L'article de Chantal Guy me fait sortir de ma torpeur habituelle du samedi afin de partager avec vous ce que le texte m'inspire.
À la différence d'un autre journaliste - que je n'ai pas besoin de nommer, j'en suis sûr -, les propos de Mme Guy sonnent juste, parce que, je le confirme, ils le sont. Haïti n'est plus la «perle des Antilles» qu'elle était jadis, mais faut comprendre que ce n'est pas sans raison qu'on l'avait ainsi nommée : Haïti séduit, pour peu qu'on en oublie ses petits problèmes, ces petits problèmes dont les médias saturent nos neurones. Oui, il y a le choléra. Oui, il y a le tumulte politique. Oui, il y a des problèmes sociaux énormes. Oui, il y a les catastrophes naturelles à répétition. Tout ça est vrai, et même plus. Mais Haïti, c'est ÇA. Haïti n'est plus la perle qu'elle était, mais elle reste Haïti. Ce qu'elle a perdu en luisance, elle l'a gagnée en résilience. Pour ma part, je décris souvent la vie ici comme un joyeux bordel. Vous avez compris que «bordel» dans ce contexte n'a rien à voir avec une maison close, mais plutôt avec le désordre qui prévaut à tous les niveaux. Et c'est joyeux, c'est rieur, c'est insouciant, c'est je-m'en-foutiste, bref, c'est vivant. Par opposition à mortuaire, si vous me suivez. Car la vie, les amis et les amies, c'est joyeux, n'en doutez pas un seul instant. Et les Haïtiens le savent, eux qui ne connaissent pas le suicide...

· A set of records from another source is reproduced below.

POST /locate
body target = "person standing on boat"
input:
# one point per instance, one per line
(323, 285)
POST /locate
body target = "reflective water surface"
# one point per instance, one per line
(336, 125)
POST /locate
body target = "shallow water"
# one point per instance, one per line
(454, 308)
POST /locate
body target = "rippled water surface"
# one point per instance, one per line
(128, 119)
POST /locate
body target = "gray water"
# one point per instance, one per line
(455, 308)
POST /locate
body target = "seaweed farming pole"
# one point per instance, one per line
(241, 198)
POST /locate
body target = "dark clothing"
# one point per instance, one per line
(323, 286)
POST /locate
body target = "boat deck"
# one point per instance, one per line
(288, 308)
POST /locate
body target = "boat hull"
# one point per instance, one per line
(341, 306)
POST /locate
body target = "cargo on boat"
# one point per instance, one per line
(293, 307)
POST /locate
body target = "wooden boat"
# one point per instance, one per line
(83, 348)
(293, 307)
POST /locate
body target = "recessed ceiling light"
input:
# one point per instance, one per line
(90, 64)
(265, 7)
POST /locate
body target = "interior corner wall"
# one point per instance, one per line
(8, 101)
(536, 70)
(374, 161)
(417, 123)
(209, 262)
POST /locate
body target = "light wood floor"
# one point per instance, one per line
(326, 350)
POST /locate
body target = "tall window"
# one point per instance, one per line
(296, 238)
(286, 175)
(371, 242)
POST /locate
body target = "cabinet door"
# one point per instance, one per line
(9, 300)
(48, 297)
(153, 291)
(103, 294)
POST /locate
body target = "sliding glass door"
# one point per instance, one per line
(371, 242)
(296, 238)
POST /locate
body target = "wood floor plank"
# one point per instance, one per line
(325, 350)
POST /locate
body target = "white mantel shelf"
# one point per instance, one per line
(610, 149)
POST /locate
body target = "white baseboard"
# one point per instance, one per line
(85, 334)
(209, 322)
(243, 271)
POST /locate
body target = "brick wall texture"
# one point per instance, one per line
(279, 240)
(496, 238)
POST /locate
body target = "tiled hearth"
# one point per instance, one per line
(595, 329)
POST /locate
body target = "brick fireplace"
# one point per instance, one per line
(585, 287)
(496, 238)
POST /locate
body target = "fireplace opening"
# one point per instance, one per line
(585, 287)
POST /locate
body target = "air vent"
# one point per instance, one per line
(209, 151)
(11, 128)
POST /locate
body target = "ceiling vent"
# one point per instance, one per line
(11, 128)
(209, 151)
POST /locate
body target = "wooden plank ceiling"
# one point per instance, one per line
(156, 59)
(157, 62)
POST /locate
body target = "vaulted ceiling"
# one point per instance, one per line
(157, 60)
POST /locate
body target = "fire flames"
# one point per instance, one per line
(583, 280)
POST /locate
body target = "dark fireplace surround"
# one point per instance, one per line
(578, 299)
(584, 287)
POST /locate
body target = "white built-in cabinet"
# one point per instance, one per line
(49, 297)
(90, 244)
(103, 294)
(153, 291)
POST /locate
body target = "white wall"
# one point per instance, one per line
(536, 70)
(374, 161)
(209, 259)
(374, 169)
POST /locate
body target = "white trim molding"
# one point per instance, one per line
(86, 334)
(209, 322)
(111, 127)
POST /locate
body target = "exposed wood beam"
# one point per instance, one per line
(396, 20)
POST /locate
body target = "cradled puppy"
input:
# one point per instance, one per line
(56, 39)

Le thème pourrait mériter un approfondissement qui dépasserait largement les cadres de ma petite chronique habituelle. Je ne dis pas que je ne m'y attarderai pas un jour. Mais pas aujourd'hui. Aujourd'hui, je me complais dans le facile, dans le texte de Chantal Guy que je seconde sans réserve aucune. Sa perception est juste, je le redis, car elle ne cherche pas à comprendre le pays et à nous l'expliquer, mais plutôt à nous faire partager ce qu'on sent comme une passion du pays, de ses gens, de ses couleurs et de la vie qui l'habite. Et la passion, par définition, ne se justifie pas. Demander à n'importe quel étranger qui aime ce pays la raison de cet amour, c'est comme demander à des amoureux pourquoi ils s'aiment : on aime l'autre parce qu'il est qui il est. C'est global et inconditionnel. Ainsi en est-il de ce pays tordu : on l'aime parce qu'il est ce qu'il est, avec ses bons côtés comme avec ses mauvais. Remarquez, je ne dis pas que les mauvais côtés sont appréciables : on s'en passerait volontiers. Mais en même temps, on sait que les mauvais côtés balancent, en quelque sorte, ce qui serait d'une perfection ennuyante. Alors qu'on me lâche un peu les baskets avec les problèmes d'Haïti, comme si c'était là l'essence même du pays. Que non. Le pays a ses problèmes, certes, mais sa vérité est ailleurs. Haïti n'est qu'un pays comme bien d'autres, à la culture riche et complexe, à l'histoire exceptionnelle et au mœurs différentes. Qu'on cesse donc de vouloir faire d'Haïti une province américaine ou canadienne! Haïti n'est pas en crise d'identité, Haïti est pauvre, tout simplement. Quand je vois certain journaliste que je ne nommerai pas (le même) clamer du haut de son ignorance l'irresponsabilité des Haïtiens ou leur désintéressement des affaires publiques ou leur apathie ou que sais-je encore, je trouve ça pitoyable. Les Haïtiens ne sont rien de cela. Ce sont des gens qui vivent parce que ce sont des gens qui luttent.
C'est d'ailleurs sur ce fort beau texte de Victor Hugo, tiré des "Châtiments" que je vous laisse.
Ceux qui vivent ce sont qui luttent;Ceux dont le cœur est bon. Ça, ce sont mes Haïtiens...
Ce sont ceux dont un dessein ferme
Emplit l’âme et le front;
Ceux qui, d’un haut destin,
Gravissent l’âpre cime;
Ceux qui marchent pensifs,
Épris d’un goût sublime,
Ayant devant les yeux sans cesse, nuit et jour,
Ou quelque labeur ou quelque grand amour.
C’est le travailleur, pâtre, ouvrier;
Ceux dont le cœur est bon,
Ceux dont les jours sont pleins.
Ceux-là vivent, les autres, je les plains.